Depth Image-Based Deep Learning of Grasp Planning for Textureless Planar-Faced Objects in Vision-Guided Robotic Bin-Picking

Ping Jiang; Yoshiyuki Ishihara; Nobukatsu Sugiyama; Junji Oaki; Seiji Tokura; Atsushi Sugahara; Akihito Ogawa

doi:10.3390/s20030706

Depth Image-Based Deep Learning of Grasp Planning for Textureless Planar-Faced Objects in Vision-Guided Robotic Bin-Picking

Sensors (Basel). 2020 Jan 28;20(3):706. doi: 10.3390/s20030706.

Authors

Ping Jiang¹, Yoshiyuki Ishihara¹, Nobukatsu Sugiyama¹, Junji Oaki¹, Seiji Tokura¹, Atsushi Sugahara¹, Akihito Ogawa¹

Affiliation

¹ Corporate Research & Development Center, Toshiba Corporation, 1, Komukai-Toshiba-cho, Saiwai-ku, Kawasaki 212-8582, Japan.

Abstract

Bin-picking of small parcels and other textureless planar-faced objects is a common task at warehouses. A general color image-based vision-guided robot picking system requires feature extraction and goal image preparation of various objects. However, feature extraction for goal image matching is difficult for textureless objects. Further, prior preparation of huge numbers of goal images is impractical at a warehouse. In this paper, we propose a novel depth image-based vision-guided robot bin-picking system for textureless planar-faced objects. Our method uses a deep convolutional neural network (DCNN) model that is trained on 15,000 annotated depth images synthetically generated in a physics simulator to directly predict grasp points without object segmentation. Unlike previous studies that predicted grasp points for a robot suction hand with only one vacuum cup, our DCNN also predicts optimal grasp patterns for a hand with two vacuum cups (left cup on, right cup on, or both cups on).

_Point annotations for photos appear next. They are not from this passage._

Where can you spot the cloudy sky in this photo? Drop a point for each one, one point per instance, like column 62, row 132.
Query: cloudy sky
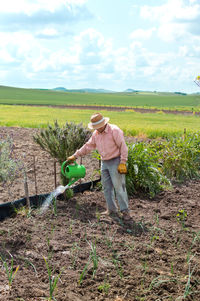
column 110, row 44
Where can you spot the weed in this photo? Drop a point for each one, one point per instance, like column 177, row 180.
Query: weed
column 53, row 280
column 181, row 217
column 10, row 271
column 104, row 288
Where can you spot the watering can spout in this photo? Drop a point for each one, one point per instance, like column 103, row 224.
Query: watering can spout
column 73, row 172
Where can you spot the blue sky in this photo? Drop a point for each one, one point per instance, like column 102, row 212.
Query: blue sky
column 109, row 44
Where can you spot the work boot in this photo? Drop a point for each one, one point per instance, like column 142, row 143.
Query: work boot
column 108, row 212
column 126, row 216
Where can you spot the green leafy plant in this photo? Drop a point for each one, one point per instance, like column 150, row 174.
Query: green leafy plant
column 144, row 172
column 61, row 142
column 10, row 270
column 53, row 280
column 181, row 217
column 104, row 288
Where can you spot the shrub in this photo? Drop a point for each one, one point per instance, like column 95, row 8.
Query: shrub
column 144, row 171
column 61, row 142
column 179, row 157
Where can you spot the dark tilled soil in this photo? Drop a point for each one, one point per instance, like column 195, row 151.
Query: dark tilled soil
column 151, row 258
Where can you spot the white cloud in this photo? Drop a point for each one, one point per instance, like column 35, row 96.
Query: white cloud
column 41, row 15
column 140, row 34
column 178, row 19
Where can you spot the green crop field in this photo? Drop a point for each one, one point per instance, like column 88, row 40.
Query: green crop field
column 150, row 125
column 9, row 95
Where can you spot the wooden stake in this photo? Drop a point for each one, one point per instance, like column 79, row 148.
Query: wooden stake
column 28, row 204
column 55, row 180
column 34, row 168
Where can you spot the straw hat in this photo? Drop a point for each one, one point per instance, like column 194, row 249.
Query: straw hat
column 97, row 121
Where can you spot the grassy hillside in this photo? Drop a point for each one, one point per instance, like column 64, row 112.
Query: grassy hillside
column 150, row 125
column 10, row 95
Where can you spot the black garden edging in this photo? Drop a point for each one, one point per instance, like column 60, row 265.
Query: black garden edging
column 8, row 209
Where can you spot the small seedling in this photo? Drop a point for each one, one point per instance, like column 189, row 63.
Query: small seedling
column 181, row 217
column 53, row 280
column 10, row 271
column 104, row 288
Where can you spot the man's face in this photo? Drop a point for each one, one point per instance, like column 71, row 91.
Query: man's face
column 100, row 130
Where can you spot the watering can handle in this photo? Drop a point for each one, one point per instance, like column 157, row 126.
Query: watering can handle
column 64, row 165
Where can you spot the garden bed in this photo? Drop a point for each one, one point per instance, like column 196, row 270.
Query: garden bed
column 154, row 257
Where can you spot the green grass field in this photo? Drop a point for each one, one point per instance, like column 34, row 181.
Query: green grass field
column 9, row 95
column 150, row 125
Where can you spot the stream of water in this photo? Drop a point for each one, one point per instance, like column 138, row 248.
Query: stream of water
column 59, row 190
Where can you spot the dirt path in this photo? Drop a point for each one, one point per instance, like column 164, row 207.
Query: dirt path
column 112, row 108
column 153, row 258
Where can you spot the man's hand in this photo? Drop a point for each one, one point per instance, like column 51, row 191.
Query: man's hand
column 71, row 158
column 122, row 168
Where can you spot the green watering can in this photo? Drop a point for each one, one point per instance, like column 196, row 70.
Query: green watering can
column 73, row 172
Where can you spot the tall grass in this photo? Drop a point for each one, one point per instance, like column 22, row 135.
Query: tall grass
column 132, row 123
column 9, row 95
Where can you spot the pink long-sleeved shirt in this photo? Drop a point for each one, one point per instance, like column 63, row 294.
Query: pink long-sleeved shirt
column 110, row 144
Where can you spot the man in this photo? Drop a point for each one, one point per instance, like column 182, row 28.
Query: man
column 108, row 139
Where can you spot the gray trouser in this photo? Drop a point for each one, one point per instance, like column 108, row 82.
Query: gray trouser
column 114, row 185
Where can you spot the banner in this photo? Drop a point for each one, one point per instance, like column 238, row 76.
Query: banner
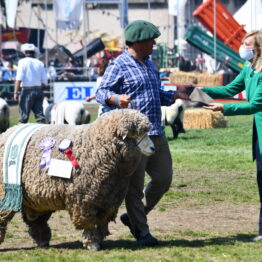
column 68, row 14
column 11, row 6
column 73, row 91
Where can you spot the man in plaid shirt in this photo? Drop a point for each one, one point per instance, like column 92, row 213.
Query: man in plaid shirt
column 131, row 80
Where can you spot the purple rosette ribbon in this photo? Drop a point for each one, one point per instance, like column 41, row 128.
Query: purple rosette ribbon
column 46, row 144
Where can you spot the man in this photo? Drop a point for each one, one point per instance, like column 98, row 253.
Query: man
column 131, row 80
column 30, row 80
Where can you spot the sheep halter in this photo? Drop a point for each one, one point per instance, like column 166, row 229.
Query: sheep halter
column 66, row 147
column 46, row 144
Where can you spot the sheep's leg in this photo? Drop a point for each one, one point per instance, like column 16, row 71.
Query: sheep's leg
column 5, row 217
column 92, row 238
column 38, row 228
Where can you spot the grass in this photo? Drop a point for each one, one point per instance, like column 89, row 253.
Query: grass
column 213, row 168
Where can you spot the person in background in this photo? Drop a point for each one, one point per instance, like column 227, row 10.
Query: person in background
column 9, row 73
column 51, row 72
column 249, row 79
column 131, row 80
column 30, row 81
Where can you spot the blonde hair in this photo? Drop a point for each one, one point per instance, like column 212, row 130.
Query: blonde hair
column 257, row 60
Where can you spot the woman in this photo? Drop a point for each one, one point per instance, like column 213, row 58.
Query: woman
column 249, row 79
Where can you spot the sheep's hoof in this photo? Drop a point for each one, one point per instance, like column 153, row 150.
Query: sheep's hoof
column 93, row 246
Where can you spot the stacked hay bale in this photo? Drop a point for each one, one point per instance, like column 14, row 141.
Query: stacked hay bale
column 194, row 78
column 199, row 118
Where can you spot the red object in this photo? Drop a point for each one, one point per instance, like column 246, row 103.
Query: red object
column 71, row 157
column 21, row 35
column 227, row 28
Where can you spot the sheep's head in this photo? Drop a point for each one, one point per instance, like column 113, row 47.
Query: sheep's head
column 129, row 123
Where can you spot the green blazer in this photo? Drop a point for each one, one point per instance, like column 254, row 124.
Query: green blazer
column 250, row 81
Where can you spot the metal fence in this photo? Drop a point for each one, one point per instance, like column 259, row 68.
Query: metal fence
column 7, row 91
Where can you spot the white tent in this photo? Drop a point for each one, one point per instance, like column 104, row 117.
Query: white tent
column 250, row 14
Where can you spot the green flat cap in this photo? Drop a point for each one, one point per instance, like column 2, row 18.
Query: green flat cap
column 140, row 31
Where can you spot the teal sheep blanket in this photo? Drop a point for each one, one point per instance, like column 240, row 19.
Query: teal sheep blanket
column 12, row 165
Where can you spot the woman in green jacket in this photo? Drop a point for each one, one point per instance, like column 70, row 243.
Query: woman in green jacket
column 249, row 79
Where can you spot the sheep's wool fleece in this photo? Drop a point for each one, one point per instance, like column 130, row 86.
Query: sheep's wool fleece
column 107, row 160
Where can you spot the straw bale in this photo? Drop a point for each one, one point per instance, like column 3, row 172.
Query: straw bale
column 194, row 78
column 200, row 118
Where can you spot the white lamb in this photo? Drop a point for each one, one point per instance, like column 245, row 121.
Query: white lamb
column 66, row 112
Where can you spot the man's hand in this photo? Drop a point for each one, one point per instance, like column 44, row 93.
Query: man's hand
column 183, row 92
column 123, row 101
column 215, row 107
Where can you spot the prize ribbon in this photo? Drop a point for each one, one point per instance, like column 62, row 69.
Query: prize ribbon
column 46, row 144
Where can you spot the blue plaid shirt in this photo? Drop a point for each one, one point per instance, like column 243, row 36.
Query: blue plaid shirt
column 126, row 75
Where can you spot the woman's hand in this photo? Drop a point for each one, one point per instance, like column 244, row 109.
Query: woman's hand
column 215, row 107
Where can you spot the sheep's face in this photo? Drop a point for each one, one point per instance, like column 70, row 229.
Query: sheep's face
column 146, row 145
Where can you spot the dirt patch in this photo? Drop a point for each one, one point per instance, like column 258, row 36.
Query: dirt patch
column 215, row 220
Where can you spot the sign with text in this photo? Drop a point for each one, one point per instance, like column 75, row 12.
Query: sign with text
column 73, row 91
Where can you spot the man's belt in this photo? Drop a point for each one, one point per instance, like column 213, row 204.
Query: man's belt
column 30, row 87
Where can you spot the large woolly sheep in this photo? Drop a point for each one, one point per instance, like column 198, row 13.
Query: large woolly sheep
column 4, row 115
column 173, row 116
column 107, row 150
column 66, row 112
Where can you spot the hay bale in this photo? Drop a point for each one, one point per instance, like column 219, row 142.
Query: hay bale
column 194, row 78
column 202, row 118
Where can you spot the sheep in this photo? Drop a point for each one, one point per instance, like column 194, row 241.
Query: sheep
column 4, row 115
column 173, row 115
column 66, row 112
column 108, row 151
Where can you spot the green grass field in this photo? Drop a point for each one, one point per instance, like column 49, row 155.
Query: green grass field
column 209, row 213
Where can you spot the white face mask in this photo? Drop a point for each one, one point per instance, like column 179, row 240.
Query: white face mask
column 246, row 54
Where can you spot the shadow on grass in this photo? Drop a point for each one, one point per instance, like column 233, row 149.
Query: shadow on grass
column 230, row 240
column 131, row 244
column 170, row 138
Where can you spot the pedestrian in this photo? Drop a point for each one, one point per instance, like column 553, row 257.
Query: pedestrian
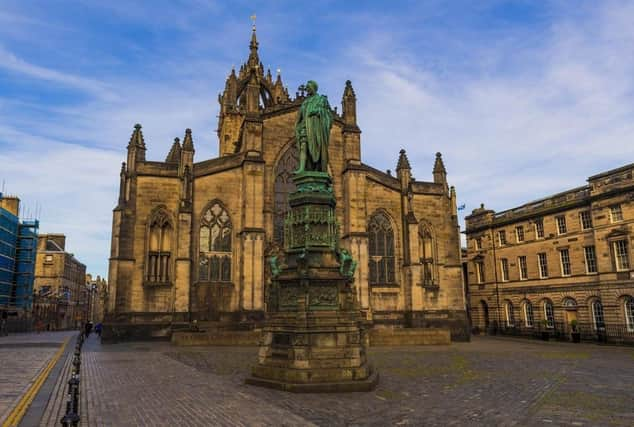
column 4, row 318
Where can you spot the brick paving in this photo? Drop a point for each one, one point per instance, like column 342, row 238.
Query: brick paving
column 486, row 382
column 22, row 357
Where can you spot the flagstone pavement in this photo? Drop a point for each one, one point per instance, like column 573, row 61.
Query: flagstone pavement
column 490, row 381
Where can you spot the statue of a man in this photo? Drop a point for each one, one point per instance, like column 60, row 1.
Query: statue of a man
column 312, row 131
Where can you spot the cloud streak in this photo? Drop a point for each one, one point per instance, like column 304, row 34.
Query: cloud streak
column 522, row 103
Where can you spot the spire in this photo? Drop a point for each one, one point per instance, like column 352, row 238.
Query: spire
column 254, row 59
column 440, row 173
column 403, row 161
column 175, row 152
column 188, row 143
column 136, row 140
column 349, row 105
column 136, row 147
column 439, row 166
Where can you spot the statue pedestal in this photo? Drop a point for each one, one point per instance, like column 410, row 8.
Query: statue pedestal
column 313, row 339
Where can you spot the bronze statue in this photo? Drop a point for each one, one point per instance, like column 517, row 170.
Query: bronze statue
column 312, row 131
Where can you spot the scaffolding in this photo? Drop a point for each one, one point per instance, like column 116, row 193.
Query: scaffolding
column 18, row 247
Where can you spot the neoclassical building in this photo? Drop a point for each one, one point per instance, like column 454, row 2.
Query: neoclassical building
column 561, row 260
column 190, row 239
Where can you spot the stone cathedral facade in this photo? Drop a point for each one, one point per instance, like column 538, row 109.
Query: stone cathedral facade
column 191, row 239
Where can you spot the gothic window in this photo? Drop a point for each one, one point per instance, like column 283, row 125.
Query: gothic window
column 159, row 249
column 283, row 186
column 427, row 255
column 549, row 314
column 214, row 263
column 381, row 241
column 528, row 314
column 597, row 315
column 510, row 315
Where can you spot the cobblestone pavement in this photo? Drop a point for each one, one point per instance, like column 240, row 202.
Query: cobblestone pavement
column 22, row 357
column 486, row 382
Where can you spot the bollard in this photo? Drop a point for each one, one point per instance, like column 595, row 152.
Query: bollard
column 71, row 418
column 73, row 383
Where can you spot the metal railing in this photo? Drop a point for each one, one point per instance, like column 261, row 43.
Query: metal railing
column 72, row 417
column 588, row 332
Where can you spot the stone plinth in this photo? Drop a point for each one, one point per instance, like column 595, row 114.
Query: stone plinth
column 313, row 340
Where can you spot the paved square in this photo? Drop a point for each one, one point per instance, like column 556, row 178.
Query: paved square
column 486, row 382
column 22, row 357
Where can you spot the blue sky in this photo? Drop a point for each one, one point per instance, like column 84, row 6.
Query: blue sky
column 523, row 98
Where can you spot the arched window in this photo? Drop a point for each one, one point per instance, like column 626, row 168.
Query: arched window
column 427, row 256
column 529, row 318
column 381, row 241
column 549, row 314
column 215, row 245
column 597, row 315
column 510, row 315
column 159, row 249
column 484, row 309
column 629, row 313
column 284, row 185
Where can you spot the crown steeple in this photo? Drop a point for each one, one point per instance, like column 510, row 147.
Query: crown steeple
column 254, row 59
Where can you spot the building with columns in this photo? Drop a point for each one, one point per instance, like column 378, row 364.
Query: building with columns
column 556, row 262
column 190, row 239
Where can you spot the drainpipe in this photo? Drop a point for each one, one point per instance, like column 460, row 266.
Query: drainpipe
column 495, row 276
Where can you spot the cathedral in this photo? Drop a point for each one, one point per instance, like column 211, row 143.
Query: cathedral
column 191, row 239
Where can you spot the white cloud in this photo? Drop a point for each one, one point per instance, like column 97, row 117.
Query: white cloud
column 11, row 62
column 516, row 119
column 562, row 113
column 75, row 188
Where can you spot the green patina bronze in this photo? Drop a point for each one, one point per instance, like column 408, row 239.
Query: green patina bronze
column 313, row 338
column 312, row 131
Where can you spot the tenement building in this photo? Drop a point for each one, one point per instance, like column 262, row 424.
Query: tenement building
column 560, row 263
column 191, row 238
column 18, row 242
column 60, row 292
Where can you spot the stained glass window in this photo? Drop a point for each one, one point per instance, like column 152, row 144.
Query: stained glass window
column 283, row 186
column 159, row 248
column 215, row 245
column 381, row 241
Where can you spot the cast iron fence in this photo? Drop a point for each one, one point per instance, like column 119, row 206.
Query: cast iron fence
column 560, row 331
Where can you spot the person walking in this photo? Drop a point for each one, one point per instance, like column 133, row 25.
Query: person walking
column 88, row 328
column 4, row 319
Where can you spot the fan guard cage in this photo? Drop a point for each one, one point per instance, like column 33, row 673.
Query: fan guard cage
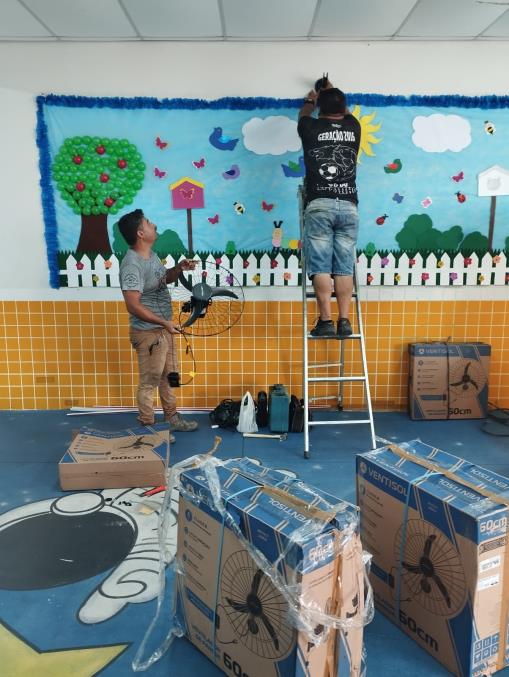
column 444, row 592
column 238, row 574
column 222, row 313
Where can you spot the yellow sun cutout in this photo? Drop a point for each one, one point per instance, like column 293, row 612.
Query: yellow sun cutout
column 367, row 132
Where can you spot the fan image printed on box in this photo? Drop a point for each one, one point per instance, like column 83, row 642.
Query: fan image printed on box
column 231, row 608
column 437, row 528
column 448, row 380
column 134, row 457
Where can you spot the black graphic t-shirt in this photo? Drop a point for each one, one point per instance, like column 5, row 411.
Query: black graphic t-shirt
column 330, row 156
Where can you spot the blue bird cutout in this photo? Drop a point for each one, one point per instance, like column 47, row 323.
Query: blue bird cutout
column 294, row 169
column 220, row 141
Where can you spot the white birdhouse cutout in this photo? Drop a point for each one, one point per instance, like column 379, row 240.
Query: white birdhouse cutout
column 493, row 181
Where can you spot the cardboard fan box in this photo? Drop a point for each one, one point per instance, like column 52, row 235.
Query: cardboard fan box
column 134, row 457
column 448, row 380
column 231, row 609
column 436, row 526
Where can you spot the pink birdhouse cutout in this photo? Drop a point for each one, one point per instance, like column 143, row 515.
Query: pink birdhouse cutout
column 188, row 194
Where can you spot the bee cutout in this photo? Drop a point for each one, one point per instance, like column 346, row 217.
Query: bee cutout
column 277, row 234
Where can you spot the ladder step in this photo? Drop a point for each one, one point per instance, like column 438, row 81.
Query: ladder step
column 311, row 295
column 325, row 365
column 333, row 338
column 335, row 379
column 360, row 420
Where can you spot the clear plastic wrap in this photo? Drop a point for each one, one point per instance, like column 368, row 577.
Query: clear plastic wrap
column 318, row 514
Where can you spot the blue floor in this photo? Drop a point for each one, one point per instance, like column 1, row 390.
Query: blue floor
column 44, row 629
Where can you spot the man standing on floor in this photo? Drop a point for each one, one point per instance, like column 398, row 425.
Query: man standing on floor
column 144, row 280
column 331, row 144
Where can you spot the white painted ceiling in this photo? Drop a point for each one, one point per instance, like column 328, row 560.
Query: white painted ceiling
column 254, row 20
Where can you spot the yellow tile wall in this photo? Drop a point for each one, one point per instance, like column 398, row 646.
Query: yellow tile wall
column 57, row 354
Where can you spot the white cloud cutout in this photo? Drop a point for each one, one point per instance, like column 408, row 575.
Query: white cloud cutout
column 274, row 135
column 437, row 133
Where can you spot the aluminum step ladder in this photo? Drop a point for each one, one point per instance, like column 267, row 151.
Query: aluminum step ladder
column 338, row 376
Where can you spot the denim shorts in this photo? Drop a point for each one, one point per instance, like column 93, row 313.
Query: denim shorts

Further, we propose a surface feature descriptor to extract surface features (center position and normal) and refine the predicted grasp point position, removing the need for texture features for vision-guided robot control and sim-to-real modification for DCNN model training. Experimental results demonstrate the efficiency of our system, namely that a robot with 7 degrees of freedom can pick randomly posed textureless boxes in a cluttered environment with a 97.5% success rate at speeds exceeding 1000 pieces per hour.

Keywords: bin picking; deep learning; grasp planning; textureless; visual servoing.